The synthetic division table is:
$$ \begin{array}{c|rrrrrr}2&1&-2&0&0&-10&25\\& & 2& 0& 0& 0& \color{black}{-20} \\ \hline &\color{blue}{1}&\color{blue}{0}&\color{blue}{0}&\color{blue}{0}&\color{blue}{-10}&\color{orangered}{5} \end{array} $$The solution is:
$$ \frac{ x^{5}-2x^{4}-10x+25 }{ x-2 } = \color{blue}{x^{4}-10} ~+~ \frac{ \color{red}{ 5 } }{ x-2 } $$Step 1 : Write down the coefficients of the dividend into division table. Put the zero from $ x -2 = 0 $ ( $ x = \color{blue}{ 2 } $ ) at the left.
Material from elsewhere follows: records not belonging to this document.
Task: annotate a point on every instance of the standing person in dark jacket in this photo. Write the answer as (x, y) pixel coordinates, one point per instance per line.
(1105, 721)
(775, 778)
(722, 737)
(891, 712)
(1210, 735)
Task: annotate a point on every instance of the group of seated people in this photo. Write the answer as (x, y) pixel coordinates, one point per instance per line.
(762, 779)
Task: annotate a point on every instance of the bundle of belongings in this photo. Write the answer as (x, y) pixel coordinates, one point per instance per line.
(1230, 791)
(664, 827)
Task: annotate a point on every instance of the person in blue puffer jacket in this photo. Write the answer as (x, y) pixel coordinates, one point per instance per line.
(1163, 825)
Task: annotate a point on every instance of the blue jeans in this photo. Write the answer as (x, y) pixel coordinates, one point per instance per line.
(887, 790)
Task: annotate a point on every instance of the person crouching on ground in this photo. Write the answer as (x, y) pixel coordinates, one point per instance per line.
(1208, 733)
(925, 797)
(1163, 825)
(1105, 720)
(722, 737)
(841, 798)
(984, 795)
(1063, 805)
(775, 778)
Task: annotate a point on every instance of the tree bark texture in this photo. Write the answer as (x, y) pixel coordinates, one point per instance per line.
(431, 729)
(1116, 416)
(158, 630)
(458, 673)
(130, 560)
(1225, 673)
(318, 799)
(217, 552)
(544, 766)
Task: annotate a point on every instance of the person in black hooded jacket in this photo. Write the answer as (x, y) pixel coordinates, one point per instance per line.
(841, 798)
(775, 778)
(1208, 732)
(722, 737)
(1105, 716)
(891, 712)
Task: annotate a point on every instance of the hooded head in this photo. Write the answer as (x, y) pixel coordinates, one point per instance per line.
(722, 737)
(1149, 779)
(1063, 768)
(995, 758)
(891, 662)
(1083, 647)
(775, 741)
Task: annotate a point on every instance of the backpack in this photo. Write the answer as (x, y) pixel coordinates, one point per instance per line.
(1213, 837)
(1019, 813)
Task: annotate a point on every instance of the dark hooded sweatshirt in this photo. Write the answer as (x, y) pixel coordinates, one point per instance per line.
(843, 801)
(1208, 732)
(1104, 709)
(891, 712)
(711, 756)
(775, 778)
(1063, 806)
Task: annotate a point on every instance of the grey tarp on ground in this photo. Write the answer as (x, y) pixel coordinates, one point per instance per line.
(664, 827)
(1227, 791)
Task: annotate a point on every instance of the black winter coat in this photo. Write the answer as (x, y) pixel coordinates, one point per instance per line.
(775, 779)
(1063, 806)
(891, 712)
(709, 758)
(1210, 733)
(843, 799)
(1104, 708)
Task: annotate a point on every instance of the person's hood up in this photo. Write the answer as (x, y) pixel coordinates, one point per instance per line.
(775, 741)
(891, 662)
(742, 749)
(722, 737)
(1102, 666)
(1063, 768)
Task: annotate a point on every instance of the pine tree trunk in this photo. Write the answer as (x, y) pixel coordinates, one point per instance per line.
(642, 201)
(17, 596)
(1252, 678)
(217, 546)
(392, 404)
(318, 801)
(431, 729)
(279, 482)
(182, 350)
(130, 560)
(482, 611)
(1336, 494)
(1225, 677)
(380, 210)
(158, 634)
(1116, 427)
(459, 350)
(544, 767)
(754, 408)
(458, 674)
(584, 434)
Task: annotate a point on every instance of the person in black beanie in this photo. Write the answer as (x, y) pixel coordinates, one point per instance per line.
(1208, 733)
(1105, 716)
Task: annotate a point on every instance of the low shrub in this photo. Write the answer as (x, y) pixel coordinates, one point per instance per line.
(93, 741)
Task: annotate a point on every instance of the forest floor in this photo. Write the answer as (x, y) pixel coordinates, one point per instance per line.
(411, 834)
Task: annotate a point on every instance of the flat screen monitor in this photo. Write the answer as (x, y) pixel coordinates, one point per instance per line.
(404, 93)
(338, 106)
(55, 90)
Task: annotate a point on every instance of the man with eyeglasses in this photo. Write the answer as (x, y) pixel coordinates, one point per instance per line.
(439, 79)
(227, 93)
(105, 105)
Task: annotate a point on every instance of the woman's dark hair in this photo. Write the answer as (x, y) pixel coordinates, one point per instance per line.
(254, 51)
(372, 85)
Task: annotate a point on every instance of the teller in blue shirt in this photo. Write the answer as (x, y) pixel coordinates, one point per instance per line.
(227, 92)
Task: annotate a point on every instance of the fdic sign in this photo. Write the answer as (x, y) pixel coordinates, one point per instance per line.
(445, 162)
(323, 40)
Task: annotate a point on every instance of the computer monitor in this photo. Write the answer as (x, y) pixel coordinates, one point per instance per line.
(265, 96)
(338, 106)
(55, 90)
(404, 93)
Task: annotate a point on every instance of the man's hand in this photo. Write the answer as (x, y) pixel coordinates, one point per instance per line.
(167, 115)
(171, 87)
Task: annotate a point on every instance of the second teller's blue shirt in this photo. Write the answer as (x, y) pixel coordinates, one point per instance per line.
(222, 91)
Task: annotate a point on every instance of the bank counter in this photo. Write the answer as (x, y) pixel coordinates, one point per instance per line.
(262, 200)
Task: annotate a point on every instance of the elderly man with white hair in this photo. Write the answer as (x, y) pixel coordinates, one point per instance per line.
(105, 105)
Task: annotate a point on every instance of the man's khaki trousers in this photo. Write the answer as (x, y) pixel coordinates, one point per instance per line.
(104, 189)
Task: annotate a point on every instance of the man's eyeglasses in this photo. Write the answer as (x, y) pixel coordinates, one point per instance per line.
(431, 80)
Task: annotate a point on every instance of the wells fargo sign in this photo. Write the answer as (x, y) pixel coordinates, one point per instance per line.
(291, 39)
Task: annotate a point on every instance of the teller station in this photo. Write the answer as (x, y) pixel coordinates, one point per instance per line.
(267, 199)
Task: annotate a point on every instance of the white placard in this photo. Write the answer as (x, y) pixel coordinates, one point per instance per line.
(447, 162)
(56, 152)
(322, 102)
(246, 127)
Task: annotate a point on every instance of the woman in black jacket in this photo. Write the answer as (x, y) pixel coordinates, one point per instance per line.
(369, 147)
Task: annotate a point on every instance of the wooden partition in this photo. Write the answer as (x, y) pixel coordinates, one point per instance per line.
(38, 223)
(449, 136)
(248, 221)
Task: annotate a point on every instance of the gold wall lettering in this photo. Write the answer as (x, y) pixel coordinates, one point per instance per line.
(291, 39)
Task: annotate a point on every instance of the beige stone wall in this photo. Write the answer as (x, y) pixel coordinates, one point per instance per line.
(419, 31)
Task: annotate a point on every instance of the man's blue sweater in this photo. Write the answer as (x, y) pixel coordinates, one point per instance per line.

$$ \begin{array}{c|rrrrrr}\color{blue}{2}&1&-2&0&0&-10&25\\& & & & & & \\ \hline &&&&&& \end{array} $$Step 1 : Bring down the leading coefficient to the bottom row.
$$ \begin{array}{c|rrrrrr}2&\color{orangered}{ 1 }&-2&0&0&-10&25\\& & & & & & \\ \hline &\color{orangered}{1}&&&&& \end{array} $$Step 2 : Multiply by the number on the left, and carry the result into the next column: $ \color{blue}{ 2 } \cdot \color{blue}{ 1 } = \color{blue}{ 2 } $.
$$ \begin{array}{c|rrrrrr}\color{blue}{2}&1&-2&0&0&-10&25\\& & \color{blue}{2} & & & & \\ \hline &\color{blue}{1}&&&&& \end{array} $$Step 3 : Add down last column: $ \color{orangered}{ -2 } + \color{orangered}{ 2 } = \color{orangered}{ 0 } $
$$ \begin{array}{c|rrrrrr}2&1&\color{orangered}{ -2 }&0&0&-10&25\\& & \color{orangered}{2} & & & & \\ \hline &1&\color{orangered}{0}&&&& \end{array} $$Step 4 : Multiply by the number on the left, and carry the result into the next column: $ \color{blue}{ 2 } \cdot \color{blue}{ 0 } = \color{blue}{ 0 } $.
$$ \begin{array}{c|rrrrrr}\color{blue}{2}&1&-2&0&0&-10&25\\& & 2& \color{blue}{0} & & & \\ \hline &1&\color{blue}{0}&&&& \end{array} $$Step 5 : Add down last column: $ \color{orangered}{ 0 } + \color{orangered}{ 0 } = \color{orangered}{ 0 } $
$$ \begin{array}{c|rrrrrr}2&1&-2&\color{orangered}{ 0 }&0&-10&25\\& & 2& \color{orangered}{0} & & & \\ \hline &1&0&\color{orangered}{0}&&& \end{array} $$Step 6 : Multiply by the number on the left, and carry the result into the next column: $ \color{blue}{ 2 } \cdot \color{blue}{ 0 } = \color{blue}{ 0 } $.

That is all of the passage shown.